We had just been through the great comedy revivals of the 1970s; Chaplin, Keaton, the Marxes, had all gotten their due. Monty Python had come to the states. SNL. Steve Martin. We still had the grand masters performing, the Hopes, Bennys and Berles. Comedy was becoming the new rock & roll. Then this force of nature arrived. This comedic tsunami. This Snarknado. It was grand. I would watch Robin on the Tonight Show and marvel at his power, energy and wit. I envied them. As a comedy fan and a comedy creator, my desire was to develop a “comic persona.” Eventually I had reached the point where I summed it up thusly: I wanted to be a Robin Williams, but I was a Bob Newhart.
I keep wondering why Williams seems a bigger part of my life than he actually was. Things keep coming back to me. The first TV spec I ever wrote was a “Mork & Mindy.” My uncle knew the producer’s brother and got me a chance to submit (It was politely rejected). My college comedy cohort wrote a one-act play with a character that was very much in the Robin mode. Even in college, Williams was worked into more than one cover of our college humor magazine. There was Comic Relief. I loved the book “The World According to Garp” and was stunned to see him in the movie. His little catchphrases crept into my vocabulary; “Reality, what a concept.” “Right arm!” “We’re not going to pick out curtains.” Another friend, a performer at Disney’s Pleasure Island, told me once how Robin came into the comedy club he worked at and did some improvisation with the cast (apparently to his wife’s chagrin). I wrote a character "William Robins" for a comedy troupe as part as a series of black-out running gags.

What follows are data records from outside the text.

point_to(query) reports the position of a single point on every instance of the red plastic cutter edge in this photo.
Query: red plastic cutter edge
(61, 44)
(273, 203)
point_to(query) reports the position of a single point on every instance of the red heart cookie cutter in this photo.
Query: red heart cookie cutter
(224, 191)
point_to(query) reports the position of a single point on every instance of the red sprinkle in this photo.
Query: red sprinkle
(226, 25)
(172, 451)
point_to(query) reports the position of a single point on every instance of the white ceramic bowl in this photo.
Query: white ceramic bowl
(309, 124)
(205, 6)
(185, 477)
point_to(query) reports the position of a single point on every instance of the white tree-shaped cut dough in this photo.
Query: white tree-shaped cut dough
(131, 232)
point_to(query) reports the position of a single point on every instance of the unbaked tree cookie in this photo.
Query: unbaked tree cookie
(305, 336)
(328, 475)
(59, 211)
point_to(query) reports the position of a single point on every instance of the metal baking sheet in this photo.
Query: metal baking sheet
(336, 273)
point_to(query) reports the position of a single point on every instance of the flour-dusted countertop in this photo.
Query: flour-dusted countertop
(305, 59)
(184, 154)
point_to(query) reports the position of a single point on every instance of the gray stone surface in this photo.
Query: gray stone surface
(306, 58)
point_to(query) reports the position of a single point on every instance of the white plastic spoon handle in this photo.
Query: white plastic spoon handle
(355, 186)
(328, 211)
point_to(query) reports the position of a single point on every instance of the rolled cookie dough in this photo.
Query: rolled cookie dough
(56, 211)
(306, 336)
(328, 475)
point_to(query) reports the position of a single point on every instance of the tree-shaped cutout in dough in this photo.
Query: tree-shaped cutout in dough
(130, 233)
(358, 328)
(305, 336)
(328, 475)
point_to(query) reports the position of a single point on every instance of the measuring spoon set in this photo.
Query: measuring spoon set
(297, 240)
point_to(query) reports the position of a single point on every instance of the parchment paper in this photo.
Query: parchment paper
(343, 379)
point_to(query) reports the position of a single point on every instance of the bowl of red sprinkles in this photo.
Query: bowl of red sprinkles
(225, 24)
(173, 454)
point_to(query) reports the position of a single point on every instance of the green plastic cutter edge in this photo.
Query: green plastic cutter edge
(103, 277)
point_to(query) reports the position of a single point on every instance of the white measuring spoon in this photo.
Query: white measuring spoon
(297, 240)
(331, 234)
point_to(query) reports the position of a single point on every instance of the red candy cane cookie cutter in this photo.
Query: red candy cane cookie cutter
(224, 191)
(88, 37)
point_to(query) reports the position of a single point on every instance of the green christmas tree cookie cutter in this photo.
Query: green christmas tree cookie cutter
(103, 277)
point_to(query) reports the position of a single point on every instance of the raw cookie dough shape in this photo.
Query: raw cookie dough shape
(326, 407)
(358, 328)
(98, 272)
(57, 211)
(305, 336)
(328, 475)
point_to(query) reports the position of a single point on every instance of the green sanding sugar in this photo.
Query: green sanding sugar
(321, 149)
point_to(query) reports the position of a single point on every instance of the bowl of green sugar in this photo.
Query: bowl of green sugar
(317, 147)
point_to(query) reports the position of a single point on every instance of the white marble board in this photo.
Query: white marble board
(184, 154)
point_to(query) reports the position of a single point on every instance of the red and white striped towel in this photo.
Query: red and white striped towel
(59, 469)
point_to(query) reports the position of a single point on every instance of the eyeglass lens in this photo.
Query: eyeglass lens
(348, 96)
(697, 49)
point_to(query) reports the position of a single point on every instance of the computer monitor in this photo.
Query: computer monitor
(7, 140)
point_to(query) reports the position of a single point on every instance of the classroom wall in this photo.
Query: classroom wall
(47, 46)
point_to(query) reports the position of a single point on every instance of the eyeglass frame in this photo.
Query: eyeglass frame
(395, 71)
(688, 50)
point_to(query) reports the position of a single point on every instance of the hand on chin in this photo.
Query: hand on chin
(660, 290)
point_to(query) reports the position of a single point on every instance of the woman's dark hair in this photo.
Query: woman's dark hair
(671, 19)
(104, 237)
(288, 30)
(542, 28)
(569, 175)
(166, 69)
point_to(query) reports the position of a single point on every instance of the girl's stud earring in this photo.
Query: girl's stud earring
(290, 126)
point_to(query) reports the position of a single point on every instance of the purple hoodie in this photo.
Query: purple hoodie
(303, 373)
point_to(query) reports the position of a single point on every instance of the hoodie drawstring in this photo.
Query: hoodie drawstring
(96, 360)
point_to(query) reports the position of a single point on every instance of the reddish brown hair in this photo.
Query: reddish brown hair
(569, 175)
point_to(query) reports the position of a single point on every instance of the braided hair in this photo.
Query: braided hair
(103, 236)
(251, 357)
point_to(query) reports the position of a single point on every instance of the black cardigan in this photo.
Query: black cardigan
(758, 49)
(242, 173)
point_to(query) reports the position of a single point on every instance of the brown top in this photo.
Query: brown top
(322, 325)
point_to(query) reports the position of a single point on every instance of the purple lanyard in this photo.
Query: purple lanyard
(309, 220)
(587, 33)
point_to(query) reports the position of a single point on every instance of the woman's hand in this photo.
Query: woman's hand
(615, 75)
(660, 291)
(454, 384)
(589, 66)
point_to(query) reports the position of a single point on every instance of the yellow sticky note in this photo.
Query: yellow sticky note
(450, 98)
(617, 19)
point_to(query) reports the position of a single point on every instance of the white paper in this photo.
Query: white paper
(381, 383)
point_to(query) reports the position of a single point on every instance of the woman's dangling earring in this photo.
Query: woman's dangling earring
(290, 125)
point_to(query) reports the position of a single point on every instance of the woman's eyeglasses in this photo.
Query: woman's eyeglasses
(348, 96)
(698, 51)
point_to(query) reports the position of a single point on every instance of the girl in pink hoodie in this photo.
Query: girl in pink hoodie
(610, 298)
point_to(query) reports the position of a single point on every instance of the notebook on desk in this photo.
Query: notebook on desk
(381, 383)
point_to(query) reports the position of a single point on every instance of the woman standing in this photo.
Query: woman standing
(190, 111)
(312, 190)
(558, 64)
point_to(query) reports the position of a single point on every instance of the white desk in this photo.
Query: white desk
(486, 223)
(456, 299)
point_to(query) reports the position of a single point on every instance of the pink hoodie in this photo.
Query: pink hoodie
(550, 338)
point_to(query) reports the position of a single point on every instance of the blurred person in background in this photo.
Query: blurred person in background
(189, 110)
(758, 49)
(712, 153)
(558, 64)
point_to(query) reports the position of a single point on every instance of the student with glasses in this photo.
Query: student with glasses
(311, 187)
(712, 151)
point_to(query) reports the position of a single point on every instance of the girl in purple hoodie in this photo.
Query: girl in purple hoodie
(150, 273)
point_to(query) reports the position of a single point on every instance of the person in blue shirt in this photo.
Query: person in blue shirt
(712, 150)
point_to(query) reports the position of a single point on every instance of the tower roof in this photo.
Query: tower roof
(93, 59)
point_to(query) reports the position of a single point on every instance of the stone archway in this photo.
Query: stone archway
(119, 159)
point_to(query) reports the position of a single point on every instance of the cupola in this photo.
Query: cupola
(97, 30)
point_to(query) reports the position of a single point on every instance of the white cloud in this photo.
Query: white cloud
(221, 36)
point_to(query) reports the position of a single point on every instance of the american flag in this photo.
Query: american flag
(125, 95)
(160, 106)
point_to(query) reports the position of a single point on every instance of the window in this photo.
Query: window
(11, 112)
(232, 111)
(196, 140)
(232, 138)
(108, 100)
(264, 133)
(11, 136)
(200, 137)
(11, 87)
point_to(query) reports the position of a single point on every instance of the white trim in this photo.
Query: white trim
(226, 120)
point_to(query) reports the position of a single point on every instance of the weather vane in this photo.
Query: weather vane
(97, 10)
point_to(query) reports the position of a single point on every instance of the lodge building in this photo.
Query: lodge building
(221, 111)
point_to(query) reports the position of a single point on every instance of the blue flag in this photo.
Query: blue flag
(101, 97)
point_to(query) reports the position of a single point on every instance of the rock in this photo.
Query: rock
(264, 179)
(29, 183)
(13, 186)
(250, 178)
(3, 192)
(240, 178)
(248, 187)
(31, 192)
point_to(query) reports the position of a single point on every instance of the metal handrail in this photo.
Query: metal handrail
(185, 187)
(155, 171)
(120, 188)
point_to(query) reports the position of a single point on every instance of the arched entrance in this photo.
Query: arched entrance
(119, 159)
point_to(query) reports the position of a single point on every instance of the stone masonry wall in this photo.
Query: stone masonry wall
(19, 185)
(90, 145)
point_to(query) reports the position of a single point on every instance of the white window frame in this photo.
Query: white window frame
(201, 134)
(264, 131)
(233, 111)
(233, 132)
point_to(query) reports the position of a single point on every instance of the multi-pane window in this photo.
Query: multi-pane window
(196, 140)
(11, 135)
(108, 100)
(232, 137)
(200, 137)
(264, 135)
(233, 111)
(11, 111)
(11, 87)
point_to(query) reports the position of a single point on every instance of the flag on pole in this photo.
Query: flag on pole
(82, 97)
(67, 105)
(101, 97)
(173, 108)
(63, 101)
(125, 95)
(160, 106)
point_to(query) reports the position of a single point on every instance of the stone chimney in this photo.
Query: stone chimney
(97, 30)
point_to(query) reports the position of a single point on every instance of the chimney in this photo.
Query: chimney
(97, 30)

Once, while in college working on the humor magazine, the staff was contacted by ABC. They were reaching out to college humorists in an effort to catch the youth market. It was a “meet and greet” before I knew what the term was. My colleagues were a bit too cool for network TV, so the meeting was doomed from the start. But as it ended, the executive thanked us for coming, then he threw in a pitch for us to watch “Mork & Mindy” that night; Raquel Welch was guest starring. Then the executive added, “That’s what you called ‘stacked programming.’” As we had no idea what the term meant, we found ourselves merely smiling and nodding politely. Needless to say, we did not get an ABC deal. But Robin Williams always seem to be in the aether.
My kids grew up on “Hook,” “Jumanji,” “Mrs. Doubtfire” and “Aladdin.” We’d go to DisneyWorld and there Robin was in a film with Walter Cronkite for the animation studio or as the robot’s voice in the 360 theater. It always bothered me that he only hosted SNL twice.
On the other hand, I reached a point where I couldn’t always watch him on talk shows. He was always “on.” I would sit there and mutter “Take a breath, please.”
Yes, he was always “on.” But he was always there. And now he’s not.
Bangarang, oh Captain, my Captain. Ain’t never gonna have a friend like you.